Lee Anne Schmitt, viaggio nell’America post-industriale

Lee Anne Schmitt, 48 anni, nata a Chicago, cresciuta artisticamente in California, è tra le protagoniste di Pesaro 55 con una personale che porta per la prima volta in Italia il suo lavoro


PESAROLee Anne Schmitt, 48 anni, nata a Chicago, cresciuta artisticamente alla CalArts (California Institute of Fine Arts) è tra le protagoniste di Pesaro 55 con una personale che porta per la prima volta in Italia il suo lavoro di sperimentatrice rigorosamente in 16 mm. La sezione, curata da Rinaldo Censi, ha proposto i suoi film-saggio, riflessioni sul paesaggio americano, decostruzione dei miti della frontiera e del West – i nativi, la caccia ai bisonti – e forte critica al capitalismo e alla società postindustriale. “Per la prima volta ho iniziato a capire l’importanza del paesaggio osservando la zona industriale abbandonata di Chicago, con le sue fabbriche dismesse e gli edifici decadenti”.

Dedita dapprima alla danza con un collettivo di donne, da sempre appassionata di fotografia e fedele alla pellicola, che all’inizio del suo percorso era una necessità e oggi, in era digitale, una scelta, anche grazie a una macchina fotografica regalatale da un amico, la cineasta spiega che “il formato quadrato del 16 mm permette un lavoro di osservazione accurato sul tipo di rapporto esistente tra lo sviluppo del paesaggio e le persone che ne sono influenzate, prestandosi a raccontare tematiche storiche e sociali degli Stati Uniti”.

Tra le opere presentate: The Wash (2005), California Company Town (2008) e Company Town Remix (2012) oltre a Bower’s Cave (2010) e The Last Buffalo Hunt (2011). L’autrice ha spiegato il suo approccio indipendente a oltranza: “Faccio tutto da sola anche per motivi economici, dalle riprese al montaggio. Negli anni ’90 c’erano finanziamenti pubblici per l’arte che poi sono stati prosciugati fino a scomparire del tutto, ma io riesco a gestire in totale autonomia il mio lavoro che dura molti anni per ciascun film, tra riprese e montaggio”.

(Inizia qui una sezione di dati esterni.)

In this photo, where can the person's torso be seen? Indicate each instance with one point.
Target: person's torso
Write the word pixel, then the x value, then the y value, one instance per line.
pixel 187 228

I temi toccati sono tutti legati alla storia degli Stati Uniti ma anche a esperienze autobiografiche. “I miei film sono tutti personali – conferma Lee Anne Schmitt – per esempio l’interesse per le città industriali nasce da mio padre, che si spostava per lavoro e da bambina mi ha portato a vivere in varie città industriali. Poi da adulta ho esplorato 18 agglomerati urbani legati a diverse attività produttive, andando in giro con l’auto, filmando e annotando i nomi dei posti. Nemmeno immaginavo la dimensione politica che avrebbero assunto quelle immagini”.

Inevitabile l’incontro-scontro con il razzismo. Il suo ultimo film, Purge this Land (2017) ripercorre la storia di John Brown (1800-1859), l’abolizionista americano fautore dell’insurrezione armata contro la schiavitù. “Il film – spiega la regista – è una riflessione sull’uso della violenza in un contesto schiavista. Dopo The Last Buffalo Hunt, sapevo che dovevo affrontare il tema della razza, era un imperativo. Dal 2002 ho cominciato a leggere libri su John Brown e nel 2016 è diventato evidente che la dinamica dello scontro razziale negli Usa stava di nuovo peggiorando, anche se non parlerei di recrudescenza perché il razzismo è una costante. Così ho iniziato le riprese e a metà del film ho scoperto di essere incinta. Ho continuato dopo la nascita di mio figlio, che è nero come suo padre (il musicista Jeff Parker, ndr). Gli antenati di Jeff vennero schiavizzati nelle piantagioni della Virginia. Quindi la mia voice over nel film è molto personale, so che non potrò mai capire la vita che fanno loro e anche la mia figliastra. Mio figlio, a differenza di me, vivrà come un nero in America”.